Friday, January 20, 2006

It's been awhile and too much has happend to catch up with. There seems to have been alot of heartbreak lately. I was in a village where a few of us found this precious little girl named Regeni. We thought she was a baby of about a year and half old. But as we treated a gaping wound on her forehead that was infested with flies, we learned that she was actually 5 years old. this little girl had lost her mother at the age of 4 months and been left to lay in the dirt by her father for the past 5 years. Her grandmother does all she can to care for her but is so blind and frail that she can hardly care for herself. Regeni's perfectly healthy, cared and provided for 6 year old brother attepmts to give her food sometimes. But she is so terribly malnutritioned and full of worms as a result of eating dirt that there is little to be done. When I picked her frail little body up I could feel her lungs rattling every time she sucked air into them. We were broken and ready to do anything to help her. But the greatest tragedy is that her family refused to let us help. Refused to let us pay for a doctor or even bring a doctor to the village. The situation became dangerous as tempers and words flaired and we were forced to leave the village. Now all we can do is pray. It seems like so little yet I know it is so much. I actually pray for Regeni to be in the arms of her heavenly Father, free from her suffering.
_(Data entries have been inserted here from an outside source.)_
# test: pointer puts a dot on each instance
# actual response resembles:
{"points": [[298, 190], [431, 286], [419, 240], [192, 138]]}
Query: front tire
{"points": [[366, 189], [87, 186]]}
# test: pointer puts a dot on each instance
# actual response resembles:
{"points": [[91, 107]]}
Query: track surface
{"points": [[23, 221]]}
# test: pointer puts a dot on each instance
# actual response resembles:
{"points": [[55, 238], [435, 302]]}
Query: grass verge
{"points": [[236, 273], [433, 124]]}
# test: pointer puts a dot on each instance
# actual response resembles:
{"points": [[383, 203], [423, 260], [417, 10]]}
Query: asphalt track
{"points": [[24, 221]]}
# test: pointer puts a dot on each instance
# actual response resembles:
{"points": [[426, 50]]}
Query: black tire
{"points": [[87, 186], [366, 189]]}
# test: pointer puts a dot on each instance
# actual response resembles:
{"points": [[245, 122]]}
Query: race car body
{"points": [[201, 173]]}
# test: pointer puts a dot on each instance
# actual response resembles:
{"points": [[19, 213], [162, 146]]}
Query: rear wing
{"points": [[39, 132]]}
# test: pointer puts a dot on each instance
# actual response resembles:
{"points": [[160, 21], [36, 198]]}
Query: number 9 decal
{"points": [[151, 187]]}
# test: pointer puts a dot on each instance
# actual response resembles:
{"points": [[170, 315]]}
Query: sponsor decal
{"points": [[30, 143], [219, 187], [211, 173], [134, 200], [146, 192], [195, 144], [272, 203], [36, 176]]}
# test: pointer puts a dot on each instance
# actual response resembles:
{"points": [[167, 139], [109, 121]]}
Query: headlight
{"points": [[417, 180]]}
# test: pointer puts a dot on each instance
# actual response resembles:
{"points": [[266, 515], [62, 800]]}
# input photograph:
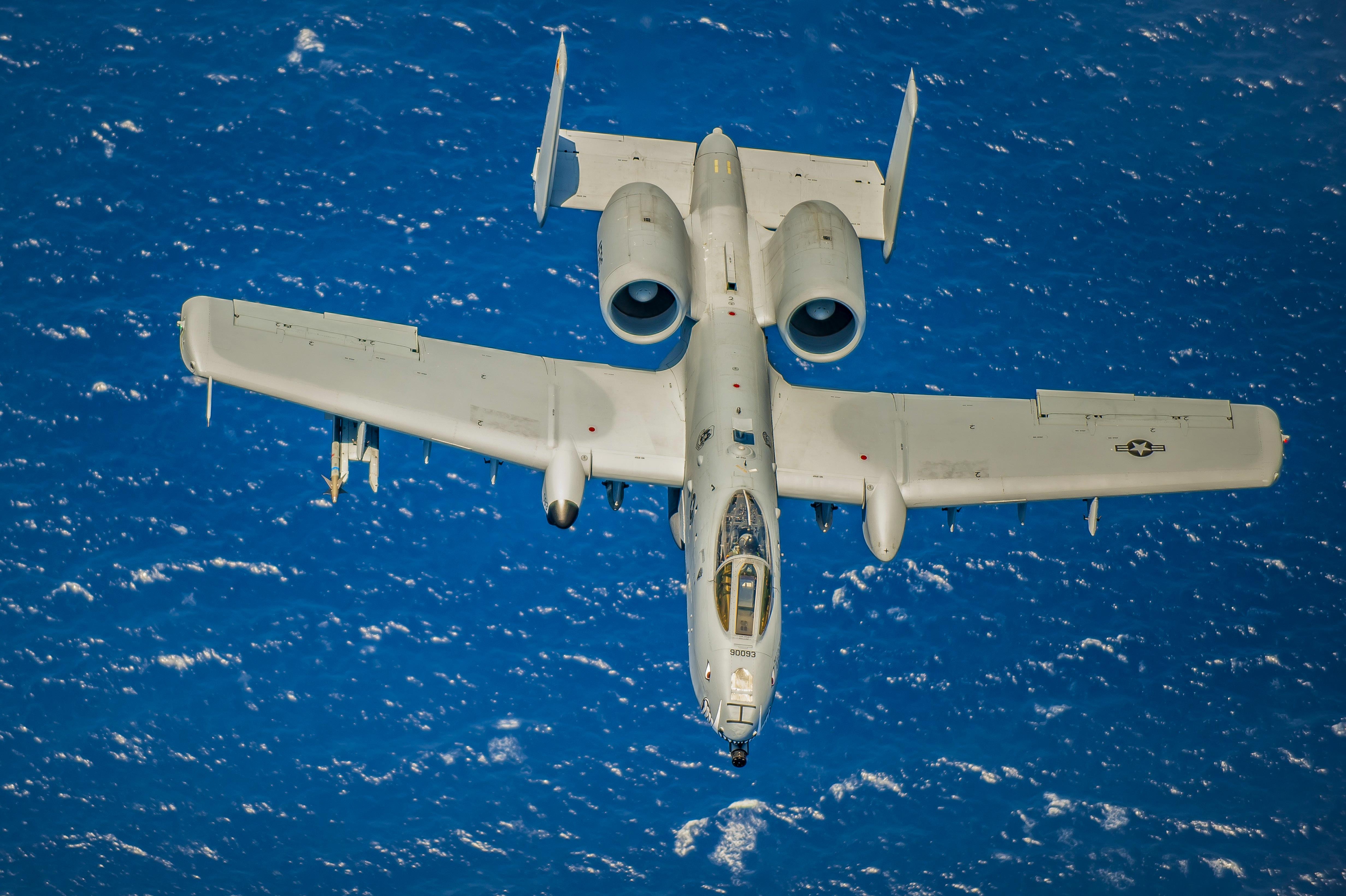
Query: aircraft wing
{"points": [[626, 424], [949, 451]]}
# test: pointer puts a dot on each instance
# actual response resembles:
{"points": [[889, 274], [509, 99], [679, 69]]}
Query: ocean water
{"points": [[212, 683]]}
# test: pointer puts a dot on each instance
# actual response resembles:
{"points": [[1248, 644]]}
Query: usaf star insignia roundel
{"points": [[1139, 449]]}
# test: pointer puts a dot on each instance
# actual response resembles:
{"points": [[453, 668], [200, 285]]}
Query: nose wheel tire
{"points": [[739, 755]]}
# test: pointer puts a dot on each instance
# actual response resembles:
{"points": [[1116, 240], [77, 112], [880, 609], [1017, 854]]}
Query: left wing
{"points": [[625, 424], [949, 451]]}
Suffering, such a prevalent thing in this place. I have a friend Onita who lives at the Mother Theresa house. A few weeks ago I held her while she writhed in pain as my friend Silvina dug worms and magots from her open wounds. Onita is healing so well now and her smile is returning. Her body is still skinny beyond what you can imagine. But as I sang a Christina Aguilera song to her yesterday about how beautiful she is, she couldn't stop grinning. It was truly beautiful. Onita bonita, it rhymes so well. Still more suffering. I lost my Aunty Pam. I really love that woman. But as my mama said, she has gone home to be with the Lord, she is done with earthly pain and suffering, no more for her, only paradise and praising the Lord. Yes my heart aches and my tears have been my food for days now but I will yet put my hope in the Lord and lead the people into the house of the Lord with shouts of joy and singing.